RiskPro doesn’t see every underlying holding in real time, so estimates aren’t perfect—but it gives the portfolio team a framework to monitor alignment between market conditions and investor expectations.



How the Funds Are Built



Each fund invests primarily in ETFs or mutual funds managed by the named strategy provider. That means if you're in a Fidelity-branded fund, you’re getting exposure to Fidelity-managed products; same goes for JP Morgan, Capital Research, and others. In most cases, 80% or more of the assets are allocated to those “underlying” funds.



Some funds focus on U.S. equities, others on global bonds or diversified blends. Sector exposure can vary depending on the underlying manager’s allocations. Asset selection is data-driven and reviewed regularly, with portfolio updates informed by model portfolios and macro analysis from the affiliated managers.



While the strategies differ in terms of exposure, they all share a similar structure: no upfront or deferred sales charges, and no minimum investment required. Annual fund operating expenses generally range between 1.98% and 2.33%, depending on the specific mix of management fees and acquired fund costs.

Who These Funds Are For



The funds are available to all investors but are primarily designed for use in retirement accounts like IRAs, pensions, and other tax-advantaged plans. Shares can be purchased and redeemed on any day the NYSE is open, and clients can invest through their financial advisers, broker-dealers, or other intermediaries.



This structure makes the funds a fit for financial professionals who want scalable access to diversified strategies, as well as individual investors seeking hands-off exposure to managed portfolios tailored to different risk levels.



Risk Factors and Considerations



Every fund comes with a clear outline of risk factors, which depend on the composition of the underlying holdings. These range from equity market volatility and fixed income sensitivity to credit risk, foreign exposure, and high-yield debt. Many funds have exposure to small- and mid-cap companies, which can be more volatile than large-cap names. Others may concentrate in sectors depending on how the underlying ETFs are positioned.



Funds with higher portfolio turnover rates may trigger more frequent transaction costs and, in taxable accounts, capital gains. The layered structure of investing through multiple funds also means management fees stack—something investors should factor into return expectations.



Still, for those who want a risk-calibrated way to stay diversified and invest across a range of strategies, PFG’s new fund suite offers a streamlined path forward.
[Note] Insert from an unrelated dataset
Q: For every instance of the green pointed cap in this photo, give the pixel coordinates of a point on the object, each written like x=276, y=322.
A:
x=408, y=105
The addition of RiskPro helps advisers and investors evaluate whether a fund’s expected volatility lines up with their tolerance—and adjust accordingly.



Greg Silberman, who joined as portfolio manager in March 2025, oversees day-to-day investment decisions across the series. He works closely with partner fund managers and leans on both the RiskPro engine and market research to guide allocations.



The full range of strategies and their associated materials are available through the PFG website and financial intermediaries.